Il en ressort un disque intense, délicieux de brutalité et de puissance, magnifié par la beauté des aspects symphoniques qui mettent en lumière des mélodies bien présentes et une grande richesse artistique. Avec "Mourning Place", "Spellbound (By The Devil)", "Relinquishement Of Spirit And Flesh", ou encore "Master Of Disharmony" et le blasphématoire "Tormentor Of Christian Souls", le comboe signe nombre de titres coups de poing. En mêlant aussi adroitement rapidité de jeu (la batterie vous prend à la gorge), mélodies de guitares et de claviers, et chant hargneux, Dimmu Borgir s'impose comme une nouvelle valeur sure du genre. Aux guitares, Shagrath et Silenoz sont intenables et confirment leur amour pour le heavy et le thrash-metal avec nombre de riffs et soli dans la tradition de ces styles. Cette violence mélodique est tellement assurée qu'elle en devient quasiment jouissive tant on sent que le groupe a trouvé sa voie.

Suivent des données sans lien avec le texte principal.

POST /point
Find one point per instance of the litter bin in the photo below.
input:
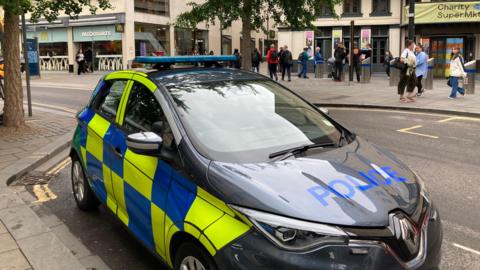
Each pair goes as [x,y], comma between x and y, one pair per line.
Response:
[470,69]
[366,70]
[394,74]
[429,80]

Parfois, le groupe relâche un peu la pression. Avec "The Night Masquerade" et "Prudence's Fall", il montre une belle capacité à créer des ambiances en alternant passages ultra violents et breaks posés et glacials. "Entrance" est plus lente mais toute aussi sombre et froide. Le travail des claviers y est remarquable avec un riff tout le long du morceau qui instaure une ambiance de film d'horreur. Enfin, avec "A Succubus In Rapture", on trouve un titre heavy symphonique de toute beauté avec son lot d'ambiances froides, de soli mélodiques et un chant plus clair assez présent, même si dans ce domaine, Dimmu Borgir peut encore progresser.
Avec "Enthrone Darkness Triumphant", Dimmu Borgir acquiert une nouvelle dimension en se transformant en groupe majeur de la scène black-metal symphonique. Il signe un disque brut et intense, sans compromis, parfois un peu trop intense pour le novice et qui a de quoi donner des sueurs froides à la concurrence. Cet album est une belle carte de visite tant on sent que les Norvégiens ne sont qu'au début d'une histoire qui s'annonce riche et passionnante.